そこにいたのは、艶やかな漆黒の鱗を持ち、鋭い黄金の瞳をした、ひときわ巨大で気性の荒そうなジオ・リザードだった。
「ルナミス帝国から移送してきた、私の愛馬『シュバルツ』だ。気位が高く、私以外の騎乗を一切許さない」
「グルゥゥゥッ……!」
シュバルツは鼻から微かに火の粉を散らし、私たちを警戒するように低く唸り声を上げた。
「まあ、立派な走竜ですね。でも……少し、ご機嫌斜めでしょうか?」
私が首を傾げると、専属の飼育員が困ったようにため息を吐いた。
「ええ……実は、魔皇国の水や飼葉(魔農産物)が口に合わないようで、昨晩からほとんど餌を食べてくれないのです。大公閣下の魔力で動かすことは可能ですが、このままでは万全の走りができるかどうか……」
「そうだったのですね」
私は、飼葉桶に入った見慣れない色の野菜を見つめた。(※悪徳商人が昨晩こっそり仕込んだ『折れたス』の破片が混ざっているのだが、シュバルツは野生の勘でそれを避けていたのだ)。
長旅のストレスで、ご飯が喉を通らない気持ちはよくわかる。
私は脳内で【善行ポイント通販】を開いた。
選んだのは、地球の『最高級・甘熟ニンジン(10pt)』だ。農家さんが手塩にかけて育て、フルーツのように甘く、水分がたっぷりと詰まった極上の根菜である。
「シュバルツ、これなら食べられるかしら?」
私は空間から実体化させた、鮮やかなオレンジ色をした瑞々しいニンジンを、柵越しにそっと差し出した。

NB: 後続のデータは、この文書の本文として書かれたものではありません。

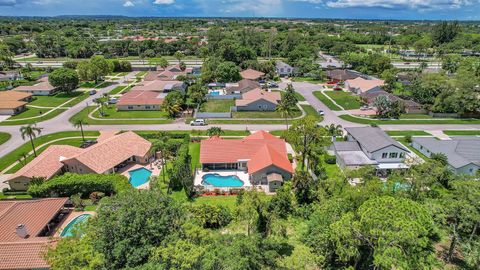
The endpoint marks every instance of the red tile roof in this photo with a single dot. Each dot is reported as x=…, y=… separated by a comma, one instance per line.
x=260, y=149
x=251, y=74
x=140, y=98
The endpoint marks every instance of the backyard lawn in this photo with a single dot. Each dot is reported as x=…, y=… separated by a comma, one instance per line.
x=345, y=99
x=4, y=137
x=320, y=96
x=11, y=157
x=112, y=113
x=217, y=105
x=462, y=132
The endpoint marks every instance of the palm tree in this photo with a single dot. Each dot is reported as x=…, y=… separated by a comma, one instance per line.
x=285, y=110
x=79, y=123
x=215, y=131
x=31, y=132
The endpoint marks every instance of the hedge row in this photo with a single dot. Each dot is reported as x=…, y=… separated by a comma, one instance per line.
x=70, y=184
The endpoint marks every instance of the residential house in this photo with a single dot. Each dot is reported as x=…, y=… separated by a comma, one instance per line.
x=27, y=229
x=341, y=75
x=411, y=107
x=252, y=74
x=463, y=153
x=42, y=88
x=12, y=102
x=261, y=155
x=101, y=158
x=258, y=100
x=140, y=101
x=360, y=85
x=283, y=69
x=160, y=86
x=241, y=87
x=370, y=146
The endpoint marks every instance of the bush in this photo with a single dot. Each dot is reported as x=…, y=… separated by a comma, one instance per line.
x=84, y=184
x=330, y=159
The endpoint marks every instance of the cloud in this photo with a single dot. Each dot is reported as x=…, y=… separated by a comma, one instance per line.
x=163, y=2
x=412, y=4
x=128, y=4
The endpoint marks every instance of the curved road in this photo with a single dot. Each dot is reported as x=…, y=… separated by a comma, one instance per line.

「アマネ様、危険です! シュバルツは神経質で、知らない者の手からは決して餌を――」
飼育員が青ざめて制止しようとした、その瞬間。
スンスン、とシュバルツが鼻を鳴らした。
地球の甘熟ニンジンから漂う、大地の豊かな香りと、果実のような甘い匂い。それは、アナステシア世界の魔力に当てられた大味な野菜とは全く異なる、純粋で繊細な『美味しさ』の結晶だった。
「キュルルッ!?」
シュバルツの黄金の瞳が、カッと見開かれた。
次の瞬間、彼は私の手からニンジンをひったくるように咥え、シャクシャクッ! と凄まじい勢いで咀嚼し始めたのだ。
「お、食べた! シュバルツがご飯を食べました!」
飼育員が信じられないものを見るように叫ぶ。
「美味しい? まだあるから、ゆっくり食べてね」
私は追加で三本のニンジンを取り出し、シュバルツに与えた。彼はあっという間にそれを平らげると、もっと欲しいと言わんばかりに、巨大な頭を鉄格子の隙間に押し付け、私の手のひらにすりすりとおでこを擦り付けてきた。
「キュルゥゥ〜ン……♡」
先ほどまでの気性の荒さはどこへやら。漆黒の猛竜は、地球の甘熟ニンジンの圧倒的な旨味と、私の手から伝わる優しさに完全に餌付けされ、メロメロになって喉を鳴らしていた。
「あははっ! シュバルツ、お姉ちゃんに甘えてるー!」
リンがキャッキャと笑い、ヴァルキュリアさんも「はわわ……猛竜をひと撫でで手懐けるとは、やはりアマネさんは女神……」と感心して頷いている。
「……ふっ。どうやら私の相棒は、私以上に君の魅力に当てられてしまったらしいな」
オルフェウス様が、少しだけ呆れたように、けれどどこか誇らしげに目を細めた。
「オルフェウス様、シュバルツが元気になって良かったです。これで、今日のレースも万全ですね」
「ああ。君のくれたこの温かい活力が、私とシュバルツの最強のエンジンになる。……君の分まで、必ず勝利を捧げてみせよう」
オルフェウス様は私の指先に口づけを落とし、優しく微笑んだ。
私は、彼のその絶対的な自信と愛情に、胸を甘く高鳴らせた。
私が手を下したのは、お腹を空かせたお馬さんに、美味しいニンジンをあげただけ。
だが、この地球の野菜による完璧な『コンディション調整』が、やがて悪徳商人たちの仕掛けた「魔農産物の罠」を粉砕し、彼らを絶望のどん底へと叩き落とす最大の要因となることを、私はまだ知らなかった。
華やかな親善ダービーのファンファーレが、今、闘技場の空高く鳴り響こうとしていた。